The LSE-Deutsche Boerse deal is once again subject to antitrust clearances and other required regulatory consent. It is expected to be completed either by the end of this year or the first quarter of 2017.



deutsche boerse

Deeper Consolidation in Asia

As the United States and Europe continue courting one another by forming mega exchanges, Asian exchanges may be feeling the pressure to jump into the fray.

Until China’s economic slowdown in 2015, North American and European exchanges were gazing toward Asia’s exchanges, wanting to tap into the region’s growth. To date, financial services analysts say Asian exchanges are more likely to buy Western partners rather than the other way around, Reuters reported in March.

If the LSE-Deutsche Boerse merger goes ahead, it will increase pressure for consolidation within Asia, especially in Southeast Asia, where exchanges like Singapore, Thailand, Indonesia and Malaysia could benefit from the scale of a larger partner, Schoenfeld said. For example, Japan’s main exchange already holds a strategic stake in the Singapore Exchange.

“Also, as part of the merger, the combined entity could sell some assets,” he continued. “The Hong Kong Exchange – which already owns the London Metals Exchange since 2012 – could be a natural buyer for any divestments of LSE assets.”

Erb echoed Schoenfeld’s sentiment. Strategic asset sales may be the way to go, not only in Asia – but also around the world. “Deutsche Boerse sold its assets to Nasdaq, while Nasdaq sold its assets to Nordic OMX,” he explained. “Exchanges need to concentrate on what they do best – in the case of Deutsche Boerse, they offer a complete portfolio of services, market data, indices, strong technology and derivatives.”

Erb acknowledged the only option in the short run for Asian markets is cooperation across markets and regions, including ASEAN, as well as with the Hong Kong, Shanghai and Shenzhen exchanges – even though the latter two are non-profit organizations. “Attempts to consolidate across regions will continue,” he said.
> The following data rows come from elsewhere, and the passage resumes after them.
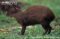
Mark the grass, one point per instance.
(35, 32)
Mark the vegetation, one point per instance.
(9, 27)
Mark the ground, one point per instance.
(9, 27)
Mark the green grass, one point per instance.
(36, 31)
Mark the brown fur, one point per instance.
(35, 15)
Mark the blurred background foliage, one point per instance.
(36, 30)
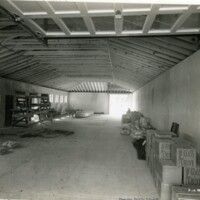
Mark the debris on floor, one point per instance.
(7, 146)
(45, 133)
(135, 124)
(83, 113)
(4, 150)
(10, 144)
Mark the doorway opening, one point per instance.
(119, 104)
(8, 109)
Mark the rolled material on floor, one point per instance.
(83, 113)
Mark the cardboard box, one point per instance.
(185, 193)
(191, 176)
(163, 148)
(149, 134)
(164, 190)
(183, 154)
(168, 172)
(161, 135)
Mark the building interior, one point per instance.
(90, 93)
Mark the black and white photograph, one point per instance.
(99, 99)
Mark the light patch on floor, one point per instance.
(95, 163)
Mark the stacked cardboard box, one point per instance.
(167, 171)
(185, 193)
(162, 148)
(192, 176)
(183, 154)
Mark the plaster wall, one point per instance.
(174, 96)
(97, 102)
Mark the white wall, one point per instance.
(97, 102)
(174, 97)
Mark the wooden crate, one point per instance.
(163, 148)
(160, 135)
(183, 154)
(185, 193)
(168, 172)
(191, 176)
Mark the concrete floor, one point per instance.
(95, 163)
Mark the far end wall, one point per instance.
(97, 102)
(174, 97)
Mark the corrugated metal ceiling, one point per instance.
(79, 18)
(99, 87)
(129, 62)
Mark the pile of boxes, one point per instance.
(172, 162)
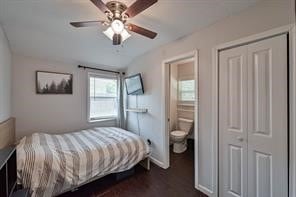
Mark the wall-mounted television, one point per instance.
(134, 85)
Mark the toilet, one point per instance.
(179, 137)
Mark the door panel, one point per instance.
(253, 120)
(267, 118)
(232, 123)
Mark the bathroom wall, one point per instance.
(186, 109)
(178, 71)
(173, 96)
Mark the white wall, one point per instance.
(186, 72)
(173, 96)
(5, 77)
(264, 16)
(48, 113)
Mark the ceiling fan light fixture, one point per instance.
(117, 26)
(110, 33)
(117, 39)
(125, 35)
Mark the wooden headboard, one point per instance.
(7, 133)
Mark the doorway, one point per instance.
(180, 108)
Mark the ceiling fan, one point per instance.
(117, 16)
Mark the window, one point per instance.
(103, 97)
(186, 90)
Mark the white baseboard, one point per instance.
(157, 162)
(205, 190)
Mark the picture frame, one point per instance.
(54, 83)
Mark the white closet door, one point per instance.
(233, 122)
(268, 118)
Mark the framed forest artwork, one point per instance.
(54, 83)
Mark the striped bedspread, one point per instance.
(51, 164)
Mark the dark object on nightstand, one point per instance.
(21, 193)
(8, 175)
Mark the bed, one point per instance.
(52, 164)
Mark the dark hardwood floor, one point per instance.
(177, 181)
“This prospective deal is only one part of a larger trend, and won’t be the last one,” Schonefeld concluded. “Small independent exchanges around the world will soon have to choose partners, or be left out of the 'dance.’”

 

A Decade of Cross-Border Exchange Mergers

Consolidation has dominated the exchange landscape in the past 10 years.

While the global economic crisis in the years after 2008 slowed down activity, exchange merger mania bounced back in 2012, but regulators and shareholders have challenged the process since then.

Here’s a look at the recent history of merger activity among global exchanges:

 

    • May 2006: NYSE and Euronext merged in a $14 billion deal, creating a transatlantic exchange.

 

    • October 2006: Chicago’s two main derivatives exchanges, the Chicago Mercantile Exchange (CME) and the smaller Chicago Board of Trade, merged to create the world’s largest futures exchange.

 

    • May 2007: Nasdaq acquired Nordic markets and technology group OMX for $3.7 billion in cash and shares.

 

    • December 2007: TSX, the parent of the Toronto Stock Exchange, bought the Montreal Exchange for C$1.3 billion, creating the TMX Group.

 

    • January 2008: NYSE Euronext paid $260 million to acquire rival American Stock Exchange, boosting its presence in U.S. derivatives and exchange-traded funds.

 

    • June 2012: Hong Kong Exchanges and Clearing won the battle to buy the London Metal Exchange for $2.1 billion. The deal catapulted HKEx into the global league of exchanges.

 

    • December 2012: ICE agreed to buy NYSE Euronext in a cash and shares deal worth $8.2 billion.